Le eroine di Isabel Allende recano tutte il medesimo tratto dominante: la passione. Sono le passioni a scolpirne il destino. E Zarité Sedella, detta Tété, ultima incarnazione della donna come la vuole Isabel, non fa eccezione. Siamo nell’isola di Santo Domingo (oggi Haiti) nel 1770, e Tété ha nove anni. Viene venduta come schiava a Toulouse Valmorain, giovane francese appena sbarcato dall’Europa per rilevare la piantagione del padre morto di sifilide.
I campi di canna da zucchero, la calura sfibrante dell’isola, il lavoro degli schiavi è lo scenario che si presenta agli occhi di Tété.
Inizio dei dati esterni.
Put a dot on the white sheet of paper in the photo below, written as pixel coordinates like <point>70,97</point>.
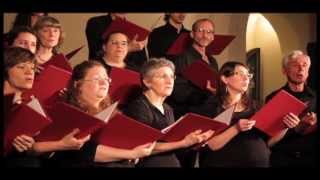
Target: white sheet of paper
<point>105,114</point>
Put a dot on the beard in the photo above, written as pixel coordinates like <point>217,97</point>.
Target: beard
<point>296,82</point>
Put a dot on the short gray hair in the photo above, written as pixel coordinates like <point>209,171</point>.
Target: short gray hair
<point>292,56</point>
<point>155,63</point>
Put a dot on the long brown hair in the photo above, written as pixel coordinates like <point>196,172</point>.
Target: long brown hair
<point>73,93</point>
<point>227,70</point>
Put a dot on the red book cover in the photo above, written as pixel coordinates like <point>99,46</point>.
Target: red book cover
<point>199,73</point>
<point>128,28</point>
<point>184,40</point>
<point>269,118</point>
<point>48,84</point>
<point>191,122</point>
<point>25,119</point>
<point>65,118</point>
<point>72,53</point>
<point>123,132</point>
<point>60,61</point>
<point>125,85</point>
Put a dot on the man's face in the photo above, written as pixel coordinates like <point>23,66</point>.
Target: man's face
<point>203,35</point>
<point>297,70</point>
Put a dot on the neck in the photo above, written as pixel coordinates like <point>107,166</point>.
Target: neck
<point>176,25</point>
<point>44,54</point>
<point>8,89</point>
<point>156,100</point>
<point>234,97</point>
<point>296,87</point>
<point>114,62</point>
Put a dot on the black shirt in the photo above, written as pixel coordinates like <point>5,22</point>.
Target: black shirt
<point>161,38</point>
<point>297,149</point>
<point>94,31</point>
<point>246,149</point>
<point>185,94</point>
<point>95,28</point>
<point>142,110</point>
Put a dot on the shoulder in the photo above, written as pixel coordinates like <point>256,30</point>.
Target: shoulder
<point>268,97</point>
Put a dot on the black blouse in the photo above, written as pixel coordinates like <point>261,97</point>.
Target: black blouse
<point>186,95</point>
<point>142,110</point>
<point>161,38</point>
<point>247,149</point>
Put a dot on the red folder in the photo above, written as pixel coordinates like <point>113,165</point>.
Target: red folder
<point>65,118</point>
<point>126,84</point>
<point>269,117</point>
<point>199,73</point>
<point>60,61</point>
<point>123,132</point>
<point>184,40</point>
<point>128,28</point>
<point>74,52</point>
<point>48,83</point>
<point>191,122</point>
<point>25,119</point>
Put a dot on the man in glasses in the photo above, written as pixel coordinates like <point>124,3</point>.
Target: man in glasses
<point>187,97</point>
<point>297,148</point>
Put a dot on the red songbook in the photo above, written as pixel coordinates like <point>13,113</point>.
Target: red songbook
<point>66,118</point>
<point>184,40</point>
<point>128,28</point>
<point>125,85</point>
<point>123,132</point>
<point>48,84</point>
<point>199,73</point>
<point>74,52</point>
<point>269,118</point>
<point>60,61</point>
<point>25,119</point>
<point>191,122</point>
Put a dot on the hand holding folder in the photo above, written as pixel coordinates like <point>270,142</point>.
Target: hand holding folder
<point>66,118</point>
<point>59,61</point>
<point>48,84</point>
<point>269,118</point>
<point>128,28</point>
<point>199,73</point>
<point>26,119</point>
<point>184,41</point>
<point>192,122</point>
<point>123,132</point>
<point>126,84</point>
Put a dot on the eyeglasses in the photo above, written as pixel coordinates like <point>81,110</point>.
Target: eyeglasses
<point>201,30</point>
<point>243,74</point>
<point>99,80</point>
<point>122,43</point>
<point>164,76</point>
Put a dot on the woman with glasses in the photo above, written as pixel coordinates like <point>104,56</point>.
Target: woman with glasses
<point>241,145</point>
<point>50,35</point>
<point>149,108</point>
<point>88,90</point>
<point>115,50</point>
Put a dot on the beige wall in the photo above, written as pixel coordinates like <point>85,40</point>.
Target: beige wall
<point>294,31</point>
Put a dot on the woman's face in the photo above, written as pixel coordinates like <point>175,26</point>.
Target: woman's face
<point>117,46</point>
<point>26,40</point>
<point>21,75</point>
<point>35,17</point>
<point>49,36</point>
<point>160,81</point>
<point>240,80</point>
<point>95,84</point>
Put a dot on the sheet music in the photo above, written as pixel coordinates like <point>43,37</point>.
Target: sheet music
<point>225,116</point>
<point>105,114</point>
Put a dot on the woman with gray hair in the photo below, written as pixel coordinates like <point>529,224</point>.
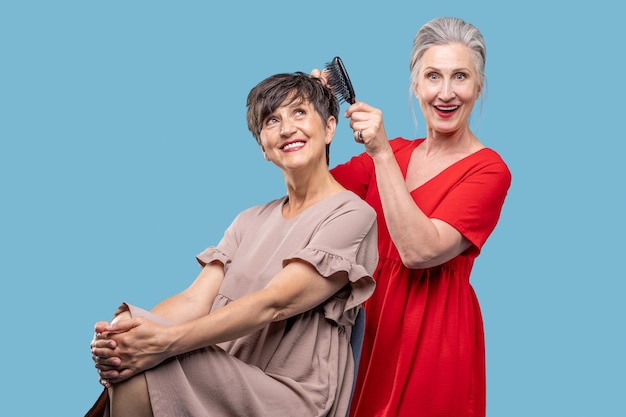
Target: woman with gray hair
<point>438,199</point>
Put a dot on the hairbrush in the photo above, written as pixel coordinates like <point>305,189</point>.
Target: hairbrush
<point>339,81</point>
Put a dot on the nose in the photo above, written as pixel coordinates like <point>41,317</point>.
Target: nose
<point>447,91</point>
<point>287,128</point>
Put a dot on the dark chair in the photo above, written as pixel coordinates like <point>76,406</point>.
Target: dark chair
<point>356,341</point>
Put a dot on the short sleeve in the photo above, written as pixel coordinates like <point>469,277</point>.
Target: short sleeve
<point>346,241</point>
<point>225,250</point>
<point>473,206</point>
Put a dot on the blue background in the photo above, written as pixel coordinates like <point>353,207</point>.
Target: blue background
<point>124,152</point>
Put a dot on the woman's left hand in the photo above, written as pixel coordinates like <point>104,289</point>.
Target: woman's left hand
<point>128,347</point>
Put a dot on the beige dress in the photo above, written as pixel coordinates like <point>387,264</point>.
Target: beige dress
<point>297,367</point>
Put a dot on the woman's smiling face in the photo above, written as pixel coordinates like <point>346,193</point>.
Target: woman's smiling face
<point>294,135</point>
<point>447,87</point>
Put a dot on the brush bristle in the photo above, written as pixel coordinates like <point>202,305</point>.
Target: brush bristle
<point>339,81</point>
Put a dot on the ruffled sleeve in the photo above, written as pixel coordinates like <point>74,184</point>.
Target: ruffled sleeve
<point>346,243</point>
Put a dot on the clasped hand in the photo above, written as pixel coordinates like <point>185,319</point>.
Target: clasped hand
<point>126,347</point>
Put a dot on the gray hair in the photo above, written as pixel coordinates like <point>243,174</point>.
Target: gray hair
<point>444,31</point>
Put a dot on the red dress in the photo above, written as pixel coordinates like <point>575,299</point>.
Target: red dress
<point>424,351</point>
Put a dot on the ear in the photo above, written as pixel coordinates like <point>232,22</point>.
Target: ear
<point>264,154</point>
<point>331,126</point>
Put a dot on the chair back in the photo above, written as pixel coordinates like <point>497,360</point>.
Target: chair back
<point>356,342</point>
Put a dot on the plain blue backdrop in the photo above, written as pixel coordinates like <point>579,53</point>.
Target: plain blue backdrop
<point>124,152</point>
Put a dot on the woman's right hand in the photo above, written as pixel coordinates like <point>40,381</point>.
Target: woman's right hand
<point>369,129</point>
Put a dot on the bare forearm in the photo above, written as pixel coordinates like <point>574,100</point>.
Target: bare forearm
<point>196,300</point>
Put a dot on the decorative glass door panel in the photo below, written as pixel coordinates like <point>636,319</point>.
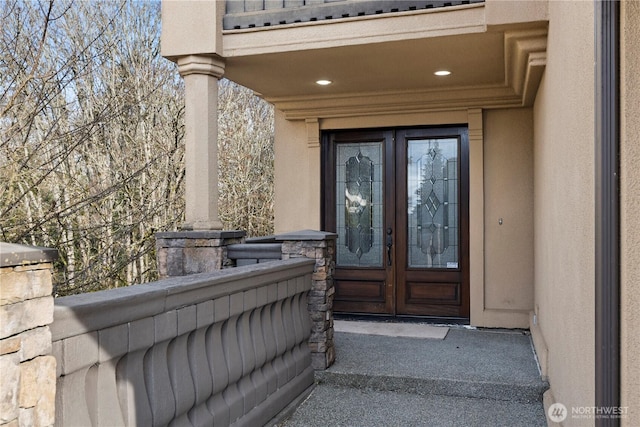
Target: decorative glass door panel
<point>398,201</point>
<point>359,204</point>
<point>432,208</point>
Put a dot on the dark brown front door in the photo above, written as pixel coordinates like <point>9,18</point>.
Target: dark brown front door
<point>398,200</point>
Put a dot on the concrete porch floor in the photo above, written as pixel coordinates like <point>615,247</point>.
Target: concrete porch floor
<point>471,377</point>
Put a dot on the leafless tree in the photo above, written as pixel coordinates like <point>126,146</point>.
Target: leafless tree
<point>91,148</point>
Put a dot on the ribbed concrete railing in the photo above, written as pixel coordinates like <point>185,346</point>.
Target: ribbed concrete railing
<point>222,348</point>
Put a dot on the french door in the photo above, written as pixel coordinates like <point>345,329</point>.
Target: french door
<point>398,200</point>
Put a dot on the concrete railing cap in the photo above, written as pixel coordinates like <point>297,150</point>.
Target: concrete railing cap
<point>305,235</point>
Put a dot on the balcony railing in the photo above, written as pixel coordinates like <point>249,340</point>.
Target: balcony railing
<point>221,348</point>
<point>242,14</point>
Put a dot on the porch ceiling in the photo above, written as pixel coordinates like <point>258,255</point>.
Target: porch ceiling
<point>473,59</point>
<point>370,73</point>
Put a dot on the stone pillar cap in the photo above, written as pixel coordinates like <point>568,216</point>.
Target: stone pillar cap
<point>201,234</point>
<point>306,235</point>
<point>12,254</point>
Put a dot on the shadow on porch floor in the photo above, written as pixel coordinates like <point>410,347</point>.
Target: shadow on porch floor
<point>469,378</point>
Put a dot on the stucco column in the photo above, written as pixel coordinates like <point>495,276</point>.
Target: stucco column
<point>201,74</point>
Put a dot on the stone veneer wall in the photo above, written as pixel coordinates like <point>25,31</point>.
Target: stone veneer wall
<point>221,348</point>
<point>188,252</point>
<point>319,246</point>
<point>27,368</point>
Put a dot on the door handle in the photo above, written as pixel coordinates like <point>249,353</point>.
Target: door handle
<point>389,245</point>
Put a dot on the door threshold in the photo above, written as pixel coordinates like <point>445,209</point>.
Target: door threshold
<point>431,320</point>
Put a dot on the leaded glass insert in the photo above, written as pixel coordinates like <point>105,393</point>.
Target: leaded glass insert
<point>359,204</point>
<point>432,205</point>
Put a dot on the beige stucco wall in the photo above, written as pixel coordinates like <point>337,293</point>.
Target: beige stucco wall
<point>630,212</point>
<point>508,194</point>
<point>297,177</point>
<point>564,204</point>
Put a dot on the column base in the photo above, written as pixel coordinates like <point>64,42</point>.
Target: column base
<point>180,253</point>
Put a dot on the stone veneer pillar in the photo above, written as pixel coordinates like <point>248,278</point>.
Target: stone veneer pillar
<point>320,246</point>
<point>27,367</point>
<point>189,252</point>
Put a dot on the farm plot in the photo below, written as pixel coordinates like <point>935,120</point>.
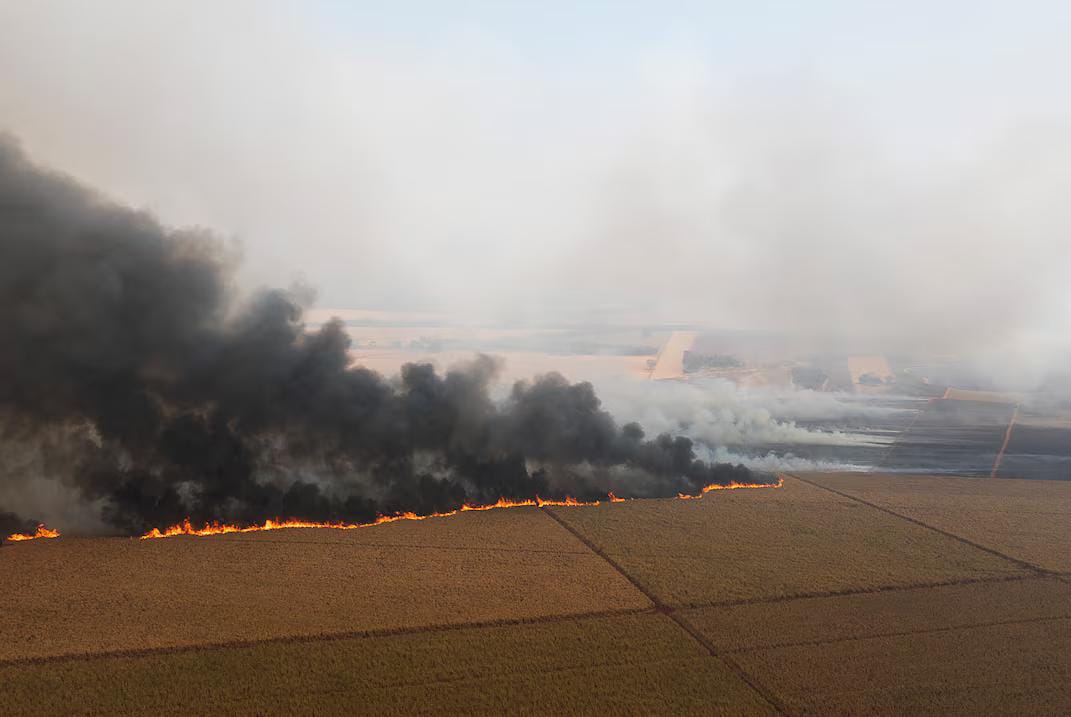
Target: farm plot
<point>1028,520</point>
<point>638,662</point>
<point>831,618</point>
<point>100,595</point>
<point>768,543</point>
<point>997,669</point>
<point>997,647</point>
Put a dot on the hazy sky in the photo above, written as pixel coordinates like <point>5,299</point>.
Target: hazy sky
<point>894,169</point>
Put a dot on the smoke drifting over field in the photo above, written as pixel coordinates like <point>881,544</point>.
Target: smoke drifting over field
<point>123,345</point>
<point>741,167</point>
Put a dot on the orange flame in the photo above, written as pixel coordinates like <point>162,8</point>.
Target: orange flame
<point>42,533</point>
<point>222,528</point>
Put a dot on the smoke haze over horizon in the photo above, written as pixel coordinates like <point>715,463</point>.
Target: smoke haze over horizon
<point>688,163</point>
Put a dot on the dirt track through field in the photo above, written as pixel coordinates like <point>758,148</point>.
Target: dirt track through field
<point>676,617</point>
<point>1022,564</point>
<point>1004,446</point>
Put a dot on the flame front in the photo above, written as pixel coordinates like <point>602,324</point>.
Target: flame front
<point>41,533</point>
<point>222,528</point>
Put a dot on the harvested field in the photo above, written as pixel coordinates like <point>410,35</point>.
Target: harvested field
<point>992,397</point>
<point>99,595</point>
<point>755,544</point>
<point>670,359</point>
<point>985,647</point>
<point>875,366</point>
<point>1021,668</point>
<point>800,599</point>
<point>1028,520</point>
<point>832,618</point>
<point>634,662</point>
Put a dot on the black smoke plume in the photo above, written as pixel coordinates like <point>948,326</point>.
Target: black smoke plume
<point>122,338</point>
<point>10,524</point>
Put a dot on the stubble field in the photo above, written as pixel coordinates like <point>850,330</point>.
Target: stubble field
<point>832,595</point>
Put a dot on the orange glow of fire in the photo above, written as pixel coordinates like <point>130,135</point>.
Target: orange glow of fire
<point>222,528</point>
<point>41,533</point>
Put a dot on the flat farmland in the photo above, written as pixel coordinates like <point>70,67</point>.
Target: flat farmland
<point>994,669</point>
<point>118,594</point>
<point>952,436</point>
<point>806,599</point>
<point>1028,520</point>
<point>768,543</point>
<point>633,662</point>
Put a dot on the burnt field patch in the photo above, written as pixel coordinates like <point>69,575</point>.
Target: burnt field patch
<point>951,436</point>
<point>638,662</point>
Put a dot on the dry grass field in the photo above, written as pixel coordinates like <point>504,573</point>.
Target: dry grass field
<point>832,595</point>
<point>765,543</point>
<point>579,665</point>
<point>100,595</point>
<point>1028,520</point>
Un mondo dove impara presto a conoscere la violenza dei padroni, l’ansia di libertà, i vincoli preziosi della solidarietà. Quando Valmorain si sposta nelle piantagioni della Louisiana, anche Tété deve seguirlo, ma ormai è cominciata la battaglia per la dignità, per il futuro, per l’affrancamento degli schiavi.
È una battaglia lenta che si mescola al destarsi di amori e passioni, all’annodarsi di relazioni e alleanze, al muoversi febbrile dei personaggi più diversi. L’isola è una miscela esplosiva di razze, religioni e culture. Proprio qui, a cavallo della fine del Diciottesimo secolo, sotto l’accecante sole creolo dei Caraibi, tra soldati europei, cocotte mulatte, pirati, schiavi neri e signori bianchi, sacerdoti vudù e frati cattolici, nasce l’identità latinoamericana moderna, inevitabilmente legata all’insurrezione contro le ingiustizie.
Contro il fondale animatissimo della Storia, Zarité Sedella, soprannominata Tété, bella e coraggiosa, battagliera e consapevole, è un’eroina modernissima. Nata schiava, conosce tutte le violenze e i soprusi, ma guidata dalla passione (anche quella politica), diviene, alla fine del romanzo, una donna libera. “Nei miei primi quarant’anni io, Zarité Sedella, ho avuto maggior fortuna di altre schiave. Vivrò a lungo e la mia vecchiaia sarà gioiosa, perché la mia stella – la mia z’étoile – brilla anche quando la notte è nuvolosa.”